Drill down to uncover integration issues. What authentication methods are supported, and can they be integrated with your own user database or authentication server? What constraints are imposed on IP addressing, and will you be required to renumber? Ideally, you'd like a managed service that adapts to your business, not one that requires you to adapt to it.
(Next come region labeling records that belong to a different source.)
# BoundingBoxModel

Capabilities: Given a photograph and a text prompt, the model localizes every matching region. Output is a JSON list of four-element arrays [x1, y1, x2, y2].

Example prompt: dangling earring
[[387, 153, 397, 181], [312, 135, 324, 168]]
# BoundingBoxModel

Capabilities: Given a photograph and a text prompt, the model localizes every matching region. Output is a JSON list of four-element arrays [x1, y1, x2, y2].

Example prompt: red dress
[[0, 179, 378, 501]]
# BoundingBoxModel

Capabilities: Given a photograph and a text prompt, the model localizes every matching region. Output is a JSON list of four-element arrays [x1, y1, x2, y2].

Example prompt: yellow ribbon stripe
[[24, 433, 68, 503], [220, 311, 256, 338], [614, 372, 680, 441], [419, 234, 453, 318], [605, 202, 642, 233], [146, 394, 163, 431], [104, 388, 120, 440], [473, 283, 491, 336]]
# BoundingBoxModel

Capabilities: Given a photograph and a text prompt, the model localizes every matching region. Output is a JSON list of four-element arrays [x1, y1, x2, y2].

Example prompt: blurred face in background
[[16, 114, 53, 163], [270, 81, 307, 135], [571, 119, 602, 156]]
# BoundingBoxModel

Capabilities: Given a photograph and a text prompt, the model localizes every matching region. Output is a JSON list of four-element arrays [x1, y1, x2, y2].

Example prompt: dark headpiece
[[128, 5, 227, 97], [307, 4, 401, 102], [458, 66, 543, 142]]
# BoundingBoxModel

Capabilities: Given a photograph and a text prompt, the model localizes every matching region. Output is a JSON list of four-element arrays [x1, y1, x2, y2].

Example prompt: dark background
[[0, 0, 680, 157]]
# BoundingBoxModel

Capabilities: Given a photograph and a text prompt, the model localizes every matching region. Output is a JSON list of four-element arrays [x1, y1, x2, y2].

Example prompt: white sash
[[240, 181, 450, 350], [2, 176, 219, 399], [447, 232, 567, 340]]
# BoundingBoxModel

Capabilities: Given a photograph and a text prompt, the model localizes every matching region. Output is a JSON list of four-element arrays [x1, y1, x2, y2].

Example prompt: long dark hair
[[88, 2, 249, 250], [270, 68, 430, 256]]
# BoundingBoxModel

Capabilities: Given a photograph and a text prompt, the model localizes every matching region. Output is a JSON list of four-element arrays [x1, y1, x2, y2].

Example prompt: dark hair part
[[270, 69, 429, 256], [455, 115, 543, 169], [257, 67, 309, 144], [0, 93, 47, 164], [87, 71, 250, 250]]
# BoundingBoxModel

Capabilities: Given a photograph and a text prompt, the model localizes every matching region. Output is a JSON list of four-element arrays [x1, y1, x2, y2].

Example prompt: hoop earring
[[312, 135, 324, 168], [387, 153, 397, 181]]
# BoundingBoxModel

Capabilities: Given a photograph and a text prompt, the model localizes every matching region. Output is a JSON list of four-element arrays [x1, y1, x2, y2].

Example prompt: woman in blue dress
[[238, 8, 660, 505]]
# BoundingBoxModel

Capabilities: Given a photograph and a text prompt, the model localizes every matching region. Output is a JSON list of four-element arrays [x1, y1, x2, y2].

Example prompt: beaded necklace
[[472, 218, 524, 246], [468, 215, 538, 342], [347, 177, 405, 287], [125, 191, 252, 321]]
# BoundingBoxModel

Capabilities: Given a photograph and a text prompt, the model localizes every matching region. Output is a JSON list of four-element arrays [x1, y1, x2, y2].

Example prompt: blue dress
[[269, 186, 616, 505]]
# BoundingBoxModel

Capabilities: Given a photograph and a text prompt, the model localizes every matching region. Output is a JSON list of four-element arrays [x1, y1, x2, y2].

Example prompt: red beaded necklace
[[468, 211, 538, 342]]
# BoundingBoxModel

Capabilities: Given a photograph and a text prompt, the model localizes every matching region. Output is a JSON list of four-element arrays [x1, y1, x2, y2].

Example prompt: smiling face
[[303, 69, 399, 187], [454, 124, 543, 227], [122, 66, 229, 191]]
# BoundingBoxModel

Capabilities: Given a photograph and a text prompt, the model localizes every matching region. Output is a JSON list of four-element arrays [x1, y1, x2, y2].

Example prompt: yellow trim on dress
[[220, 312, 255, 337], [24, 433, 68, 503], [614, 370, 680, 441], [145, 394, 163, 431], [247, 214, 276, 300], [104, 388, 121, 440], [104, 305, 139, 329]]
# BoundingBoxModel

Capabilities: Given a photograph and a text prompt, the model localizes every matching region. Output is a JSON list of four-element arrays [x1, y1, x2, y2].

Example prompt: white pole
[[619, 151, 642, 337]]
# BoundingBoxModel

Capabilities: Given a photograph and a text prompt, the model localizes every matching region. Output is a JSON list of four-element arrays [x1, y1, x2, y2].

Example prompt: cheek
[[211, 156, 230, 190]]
Security-Readiness of Your Provider's Own Network
One can think of an MSP as a highly-specialized Application Service Provider (ASP). As such, you should expect an MSP to employ the same--or better--in-house security practices you'd expect from any ASP. Ian Poynter and Dianna Kelley offered excellent advice on this topic in their Insight column, "Ten Things To Ask Your ASP". Among the questions they recommend asking: Is your ASP's facility physically secure? Has the ASP's architecture and code been independently reviewed? What is the ASP's disaster recovery plan? How does the ASP safeguard your information from other customers and its own employees? Make sure that, while your MSP is guarding customer networks, it doesn't leave a NOC "back door" open to attack.

Conclusion
Fortune 500 companies who already outsource IT operations may look to these existing outsourcers for integrated network security services. Similarly, business-grade network service providers like Sprint and MCI/WorldCom may be the first place their subscribers will look to "add" outsourced security. But, as a Forrester Research brief suggests, companies should also consider MSPs like ISS eServices that specialize in security: "Look to suppliers that have a strong track record [and] live or die on the business." Finding the right MSP isn't simple, but knowing what questions to ask can help get you started.